My final problem with democracy is rooted in the possibility that through ignorance or folly, the public may simply be wrong. There are issues (appeasement in the 1930s was one) where the crowd misunderstands, grabs the wrong end of the stick or wilfully refuses to meet its responsibilities. There are matters of great complexity where decisions may have to run ahead of public understanding: for or against nuclear power, for instance, or for or against GM crops. Sometimes people refuse to accept the inevitable, such as electronic road pricing. And, despite this Government’s squandering of public trust on security issues, there can be things government knows that the people cannot fully know.

These doubts about democracy are more pressing today then when I was a boy. It used to be technically difficult to consult the popular will, except every few years, at a general election. This rescued us from having to ask whether we would want to if we could. But soon we shall be able to. We can be accurately informed almost hourly about majority opinion. Do we wish to bring these techniques into government? I doubt it. Within the concept of focus-grouping lies a central paradox of democracy: ask a focus group if they respect a politician who consults focus groups, and they would say no.

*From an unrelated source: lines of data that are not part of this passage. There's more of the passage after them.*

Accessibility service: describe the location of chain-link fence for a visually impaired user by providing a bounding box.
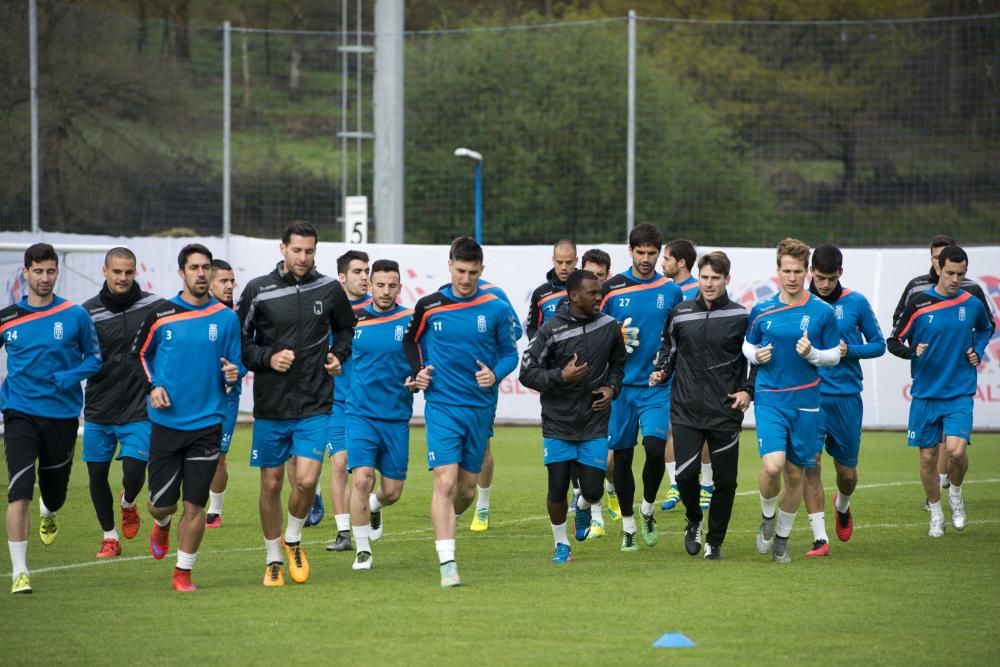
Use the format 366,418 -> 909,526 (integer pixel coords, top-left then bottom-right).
0,0 -> 1000,245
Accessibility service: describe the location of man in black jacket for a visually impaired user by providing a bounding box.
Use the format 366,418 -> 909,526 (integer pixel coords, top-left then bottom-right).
649,252 -> 756,560
83,247 -> 163,558
520,271 -> 626,563
238,222 -> 356,586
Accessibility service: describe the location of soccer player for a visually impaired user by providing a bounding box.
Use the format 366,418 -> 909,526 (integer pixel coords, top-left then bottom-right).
238,221 -> 355,586
0,243 -> 101,593
205,258 -> 243,528
649,252 -> 755,560
601,223 -> 684,552
83,247 -> 164,558
404,237 -> 517,588
888,245 -> 993,537
743,238 -> 840,563
346,259 -> 413,570
131,243 -> 243,593
803,245 -> 885,558
520,271 -> 626,563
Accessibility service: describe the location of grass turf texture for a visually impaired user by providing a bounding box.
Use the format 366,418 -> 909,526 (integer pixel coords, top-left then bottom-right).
0,427 -> 1000,665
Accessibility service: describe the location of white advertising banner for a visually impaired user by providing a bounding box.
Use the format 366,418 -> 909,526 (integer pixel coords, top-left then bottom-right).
0,232 -> 1000,430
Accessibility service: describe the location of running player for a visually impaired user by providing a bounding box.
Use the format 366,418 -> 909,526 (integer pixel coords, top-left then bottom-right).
83,247 -> 163,558
132,243 -> 244,593
743,238 -> 840,563
601,223 -> 684,551
238,221 -> 355,586
346,259 -> 413,570
803,245 -> 885,558
404,237 -> 517,588
205,258 -> 243,528
888,245 -> 993,537
0,243 -> 101,593
520,271 -> 626,563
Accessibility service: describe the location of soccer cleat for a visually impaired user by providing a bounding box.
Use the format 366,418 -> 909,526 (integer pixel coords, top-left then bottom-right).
264,560 -> 285,587
368,510 -> 385,540
684,521 -> 701,556
441,560 -> 462,588
639,511 -> 660,547
149,521 -> 170,560
97,537 -> 122,558
38,514 -> 59,546
305,493 -> 326,528
118,491 -> 139,540
660,484 -> 681,512
174,567 -> 198,593
10,572 -> 31,595
326,530 -> 353,551
622,531 -> 639,553
469,507 -> 490,533
281,534 -> 308,584
772,537 -> 792,563
757,514 -> 774,554
351,551 -> 372,570
698,484 -> 715,512
806,540 -> 830,558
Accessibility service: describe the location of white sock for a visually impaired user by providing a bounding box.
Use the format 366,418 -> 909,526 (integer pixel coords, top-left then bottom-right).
285,512 -> 306,544
264,537 -> 285,563
177,549 -> 198,570
208,491 -> 226,514
774,509 -> 798,539
837,493 -> 851,514
476,484 -> 493,511
351,523 -> 372,553
434,540 -> 455,565
760,494 -> 778,519
793,512 -> 830,542
7,540 -> 28,579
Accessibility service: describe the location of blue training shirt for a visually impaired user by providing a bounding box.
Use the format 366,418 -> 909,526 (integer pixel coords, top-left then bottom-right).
132,294 -> 246,431
347,304 -> 413,421
0,295 -> 101,419
746,292 -> 840,409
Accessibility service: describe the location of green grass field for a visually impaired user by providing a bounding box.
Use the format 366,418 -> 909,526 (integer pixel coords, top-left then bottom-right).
0,427 -> 1000,665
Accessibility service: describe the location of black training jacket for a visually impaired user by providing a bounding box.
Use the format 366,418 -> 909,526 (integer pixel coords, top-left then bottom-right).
238,262 -> 356,419
520,304 -> 625,441
654,294 -> 757,431
83,292 -> 164,424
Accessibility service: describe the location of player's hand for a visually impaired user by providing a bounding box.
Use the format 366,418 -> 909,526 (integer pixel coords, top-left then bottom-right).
271,350 -> 295,373
562,352 -> 587,384
323,352 -> 344,375
476,359 -> 497,389
219,357 -> 240,384
726,391 -> 750,412
590,387 -> 615,412
149,387 -> 170,410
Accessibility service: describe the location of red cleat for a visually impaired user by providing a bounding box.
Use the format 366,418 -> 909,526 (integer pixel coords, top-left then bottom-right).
174,567 -> 198,593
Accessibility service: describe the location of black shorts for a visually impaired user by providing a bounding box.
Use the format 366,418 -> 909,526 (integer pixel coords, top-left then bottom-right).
149,423 -> 222,507
3,410 -> 80,504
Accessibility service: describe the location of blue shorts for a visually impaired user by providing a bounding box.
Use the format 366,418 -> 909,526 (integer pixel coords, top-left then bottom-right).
608,385 -> 670,449
326,401 -> 347,457
906,396 -> 972,447
817,394 -> 864,468
83,421 -> 152,463
424,402 -> 494,473
346,415 -> 410,481
542,438 -> 608,471
754,405 -> 823,468
250,414 -> 330,468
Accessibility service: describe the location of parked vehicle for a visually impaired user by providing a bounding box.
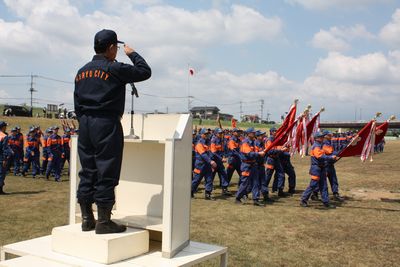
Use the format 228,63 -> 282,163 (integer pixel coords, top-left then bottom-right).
3,105 -> 31,117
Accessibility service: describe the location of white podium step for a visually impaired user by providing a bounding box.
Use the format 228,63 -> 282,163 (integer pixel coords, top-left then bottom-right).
0,255 -> 79,267
51,224 -> 149,264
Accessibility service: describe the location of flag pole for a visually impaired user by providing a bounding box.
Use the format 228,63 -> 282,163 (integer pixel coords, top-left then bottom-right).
187,63 -> 190,113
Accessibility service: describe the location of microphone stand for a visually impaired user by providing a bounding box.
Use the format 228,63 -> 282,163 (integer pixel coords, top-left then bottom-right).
124,83 -> 140,139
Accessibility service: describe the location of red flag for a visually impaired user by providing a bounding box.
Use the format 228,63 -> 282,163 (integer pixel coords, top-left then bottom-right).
231,118 -> 237,128
338,120 -> 375,161
265,115 -> 303,153
276,101 -> 297,136
375,120 -> 389,145
306,111 -> 321,142
291,116 -> 308,156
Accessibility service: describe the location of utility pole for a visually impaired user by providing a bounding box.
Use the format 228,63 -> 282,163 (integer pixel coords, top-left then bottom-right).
29,74 -> 37,117
239,101 -> 243,121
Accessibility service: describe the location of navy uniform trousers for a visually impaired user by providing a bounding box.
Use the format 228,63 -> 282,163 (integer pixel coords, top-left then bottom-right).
77,115 -> 124,207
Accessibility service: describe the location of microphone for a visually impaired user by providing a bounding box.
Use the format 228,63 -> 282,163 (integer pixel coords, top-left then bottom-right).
130,83 -> 139,97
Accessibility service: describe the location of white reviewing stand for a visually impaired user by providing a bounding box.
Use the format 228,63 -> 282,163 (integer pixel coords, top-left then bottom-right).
0,114 -> 227,267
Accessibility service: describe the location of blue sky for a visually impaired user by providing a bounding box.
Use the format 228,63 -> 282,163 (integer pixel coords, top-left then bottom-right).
0,0 -> 400,120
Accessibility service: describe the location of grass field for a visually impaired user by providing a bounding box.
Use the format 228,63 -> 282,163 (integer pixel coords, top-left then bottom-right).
0,118 -> 400,266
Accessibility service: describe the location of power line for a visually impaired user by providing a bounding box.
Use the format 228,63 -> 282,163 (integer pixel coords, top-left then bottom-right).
37,75 -> 74,84
140,93 -> 187,99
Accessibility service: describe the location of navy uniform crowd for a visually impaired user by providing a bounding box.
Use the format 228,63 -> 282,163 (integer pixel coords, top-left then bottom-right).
191,128 -> 351,208
0,121 -> 77,194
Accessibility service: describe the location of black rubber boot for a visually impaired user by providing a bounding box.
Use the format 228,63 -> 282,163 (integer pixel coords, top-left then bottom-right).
333,193 -> 344,202
278,189 -> 288,197
204,191 -> 215,200
222,187 -> 232,197
263,194 -> 274,203
0,186 -> 7,195
79,202 -> 96,232
311,192 -> 319,201
96,206 -> 126,234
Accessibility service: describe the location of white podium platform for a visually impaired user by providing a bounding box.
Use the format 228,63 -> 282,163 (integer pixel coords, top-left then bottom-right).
0,114 -> 227,267
51,223 -> 149,264
0,255 -> 79,267
69,114 -> 192,258
0,235 -> 227,267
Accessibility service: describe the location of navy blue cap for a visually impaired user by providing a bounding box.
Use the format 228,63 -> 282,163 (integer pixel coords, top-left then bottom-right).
199,128 -> 208,134
256,130 -> 265,136
322,130 -> 332,135
94,29 -> 124,47
314,132 -> 325,138
245,127 -> 256,133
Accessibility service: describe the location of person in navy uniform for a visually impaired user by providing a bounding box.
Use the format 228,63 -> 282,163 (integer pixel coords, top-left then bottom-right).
300,132 -> 337,208
22,127 -> 40,178
61,127 -> 71,175
235,127 -> 265,206
210,128 -> 232,196
191,128 -> 217,200
0,121 -> 10,195
46,126 -> 64,182
74,29 -> 151,234
7,127 -> 24,176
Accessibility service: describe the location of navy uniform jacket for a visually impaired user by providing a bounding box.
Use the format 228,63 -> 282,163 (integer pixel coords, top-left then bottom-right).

My mother was born before universal adult suffrage reached Britain. Ancient Greek democracy was a fiction: the democracy of the boardroom, not the shop floor. Real democracy is a shockingly new idea, hardly tested. There are serious checks and balances still to devise. We should start from an acceptance that there is nothing sacrosanct about the will of the people.

To me the popular will is like the ocean. It may carry you far. Ignore it – its currents, its lulls and its storms – at your peril. But always distrust it. Learn when to fight it, when to run with it and when to stay in port while a storm blows over. And do not kid yourself, with phrases such as “necessary serenity”, that the democratic ideal is pure, sacrosanct and unimpeachable. Be honest. The majority is often wrong.

Gosh; that reads like a reprint of a speech. It is not in fact what I said; but it is what – on reflection, and with the necessary serenity – I should have said.